3.5. Analysis of Correlation among TWSP, PPs, and Reducing Sugars during the Smoking Process
Reducing sugars are another environmental factor that affects TWSP. Five kinds of reducing sugars were detected during the smoking process: xylose, fructose, mannose, glucose, and maltose (Supplementary Material Table S2). The content of xylose gradually decreased, whereas that of mannose, glucose, and maltose initially increased and then decreased. The change in the content of fructose did not show an obvious trend (Supplementary Material Table S2).

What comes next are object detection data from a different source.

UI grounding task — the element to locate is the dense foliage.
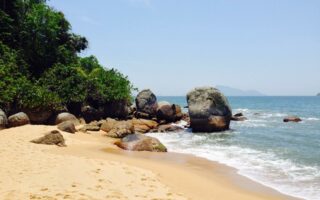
[0,0,132,115]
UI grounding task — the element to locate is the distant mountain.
[216,85,266,96]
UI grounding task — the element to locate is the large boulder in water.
[0,109,8,130]
[8,112,30,127]
[116,134,167,152]
[157,102,182,122]
[30,130,66,146]
[136,90,158,119]
[283,116,302,122]
[187,87,232,132]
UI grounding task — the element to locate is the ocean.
[149,96,320,200]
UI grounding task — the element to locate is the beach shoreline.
[0,125,296,200]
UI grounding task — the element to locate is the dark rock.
[132,118,158,133]
[231,113,248,121]
[104,101,129,119]
[55,112,79,125]
[135,90,158,119]
[0,109,8,130]
[187,87,232,132]
[157,102,182,122]
[231,116,248,121]
[101,118,134,138]
[8,112,30,127]
[283,116,302,122]
[116,134,167,152]
[158,124,184,133]
[58,121,77,133]
[30,130,66,147]
[79,124,100,133]
[23,109,52,124]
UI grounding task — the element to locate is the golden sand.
[0,125,298,200]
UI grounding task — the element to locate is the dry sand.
[0,125,300,200]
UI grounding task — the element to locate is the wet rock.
[158,124,184,133]
[8,112,30,127]
[283,116,302,122]
[187,87,232,132]
[116,134,167,152]
[135,90,158,119]
[30,130,66,147]
[58,121,77,133]
[231,113,248,121]
[157,102,182,123]
[132,119,158,133]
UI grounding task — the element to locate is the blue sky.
[49,0,320,95]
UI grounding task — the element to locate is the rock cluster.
[187,87,232,132]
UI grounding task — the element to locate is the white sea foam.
[151,131,320,200]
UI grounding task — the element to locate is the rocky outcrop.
[101,118,134,138]
[116,134,167,152]
[55,112,79,125]
[0,109,8,130]
[187,87,232,132]
[58,121,77,133]
[30,130,66,147]
[23,109,52,124]
[132,119,158,133]
[231,113,248,121]
[157,102,182,123]
[8,112,30,127]
[79,124,100,133]
[283,116,302,122]
[135,90,158,119]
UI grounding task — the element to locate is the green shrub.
[39,64,87,105]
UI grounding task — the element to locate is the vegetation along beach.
[0,0,320,200]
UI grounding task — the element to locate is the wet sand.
[0,125,300,200]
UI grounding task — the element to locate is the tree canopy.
[0,0,133,115]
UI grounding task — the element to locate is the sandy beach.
[0,125,293,200]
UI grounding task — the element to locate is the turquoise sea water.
[150,97,320,200]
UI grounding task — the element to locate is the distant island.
[216,85,266,96]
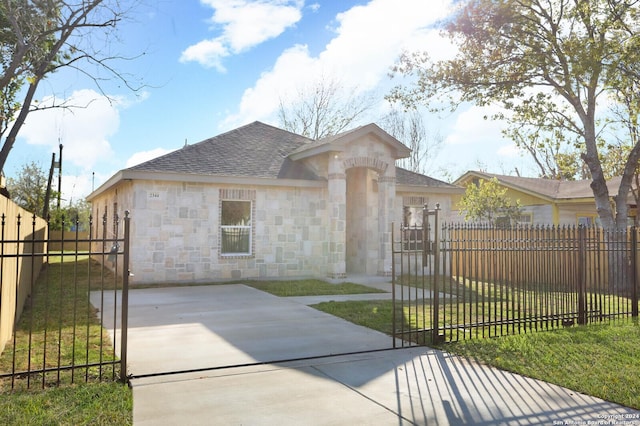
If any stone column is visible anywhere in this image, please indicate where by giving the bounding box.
[378,172,396,276]
[327,152,347,278]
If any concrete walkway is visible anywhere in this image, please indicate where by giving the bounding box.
[91,283,640,425]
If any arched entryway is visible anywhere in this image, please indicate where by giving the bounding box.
[346,167,380,275]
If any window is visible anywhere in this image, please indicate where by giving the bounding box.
[220,200,252,255]
[515,213,533,225]
[496,213,533,228]
[577,214,600,226]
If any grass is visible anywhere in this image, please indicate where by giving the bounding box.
[0,256,132,425]
[0,382,133,426]
[242,279,385,297]
[313,301,640,409]
[440,319,640,409]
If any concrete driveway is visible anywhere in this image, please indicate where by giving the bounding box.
[92,285,640,425]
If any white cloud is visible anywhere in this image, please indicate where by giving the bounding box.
[498,143,522,158]
[20,89,120,170]
[224,0,450,128]
[445,106,504,145]
[125,148,174,168]
[180,0,304,71]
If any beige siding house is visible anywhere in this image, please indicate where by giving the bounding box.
[89,122,463,283]
[454,171,636,226]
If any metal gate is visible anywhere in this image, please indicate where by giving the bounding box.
[0,212,130,390]
[392,206,639,345]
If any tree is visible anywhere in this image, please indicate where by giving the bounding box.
[0,0,137,170]
[7,161,48,215]
[389,0,640,229]
[459,178,522,225]
[380,108,443,174]
[278,76,373,140]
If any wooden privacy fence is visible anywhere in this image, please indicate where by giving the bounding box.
[393,209,639,343]
[0,201,47,354]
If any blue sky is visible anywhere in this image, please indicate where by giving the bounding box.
[5,0,535,206]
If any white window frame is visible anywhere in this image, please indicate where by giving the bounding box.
[220,200,253,257]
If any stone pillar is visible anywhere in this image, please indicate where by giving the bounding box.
[378,173,396,276]
[327,152,347,278]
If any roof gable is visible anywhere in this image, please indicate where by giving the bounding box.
[290,123,411,161]
[396,167,460,189]
[128,121,319,180]
[455,170,620,201]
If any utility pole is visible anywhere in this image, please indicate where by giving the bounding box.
[58,144,62,211]
[42,152,56,220]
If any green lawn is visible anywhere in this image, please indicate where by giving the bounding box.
[0,256,132,425]
[314,300,640,409]
[0,382,133,426]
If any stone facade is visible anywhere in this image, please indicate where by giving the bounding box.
[90,121,460,284]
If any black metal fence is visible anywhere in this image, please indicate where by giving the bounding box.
[393,209,639,344]
[0,214,130,390]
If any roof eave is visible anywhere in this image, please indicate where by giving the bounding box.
[396,184,465,194]
[87,170,327,201]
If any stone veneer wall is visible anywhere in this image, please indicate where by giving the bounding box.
[94,181,328,283]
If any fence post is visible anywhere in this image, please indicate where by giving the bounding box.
[578,225,587,324]
[422,204,442,343]
[631,226,638,318]
[120,210,131,383]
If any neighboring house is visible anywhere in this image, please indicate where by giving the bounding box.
[88,122,463,283]
[454,171,636,225]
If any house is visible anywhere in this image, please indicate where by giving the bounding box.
[88,122,463,283]
[454,171,636,225]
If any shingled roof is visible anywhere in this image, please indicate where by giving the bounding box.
[127,121,319,180]
[396,167,459,188]
[126,121,456,188]
[456,171,620,200]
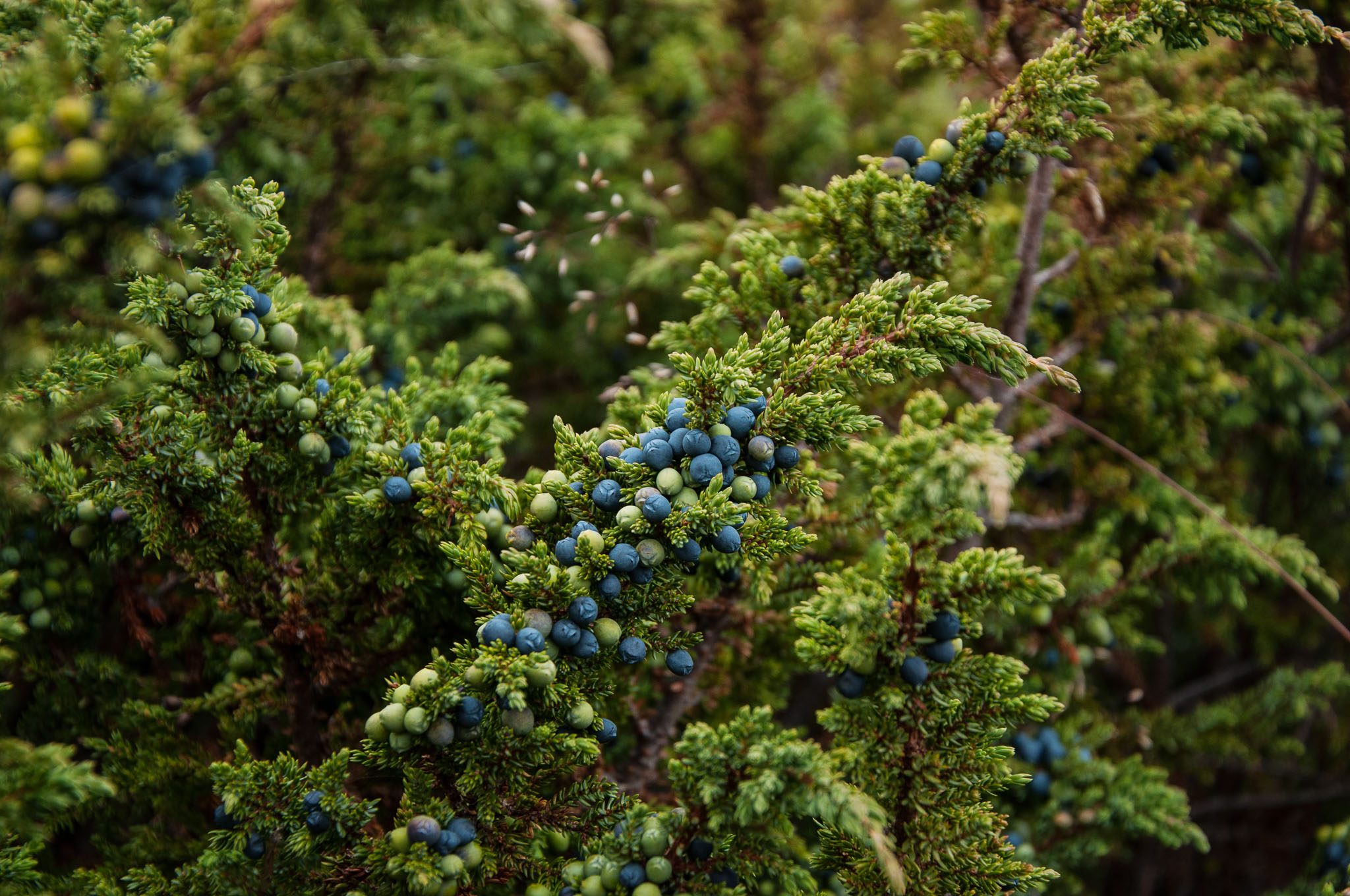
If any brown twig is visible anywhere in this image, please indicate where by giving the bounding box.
[1026,394,1350,642]
[1001,155,1060,343]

The correlation between reducing sugars and TWSP was analyzed. Three kinds of reducing sugars were significantly correlated with TWSP: xylose, glucose, and maltose (p < 0.05, Figure 3). Fructose and mannose were not significantly correlated with TWSP (p > 0.05, Figure 3). Therefore, xylose, glucose, and maltose may be the main reducing sugars affecting TWSP. Correlation analysis between reducing sugars and PPs revealed that four kinds of reducing sugars (xylose, glucose, maltose, and fructose) and five kinds of PPs (1, 2, 5, 6, and 9) were significantly correlated (Figure 3). Therefore, xylose, glucose, maltose, and fructose may affect the content of TWSP by affecting the production of the five aforementioned PPs. Xylose, glucose, and maltose were significantly related to TWSP and the five aforementioned PPs. Thus, they may be the main reducing sugars that affect TWSP (Figure 3). Fructose was also significantly correlated with PP 1. Hence, this reducing sugar may also be one of the factors affecting the content of total PPs (Figure 3).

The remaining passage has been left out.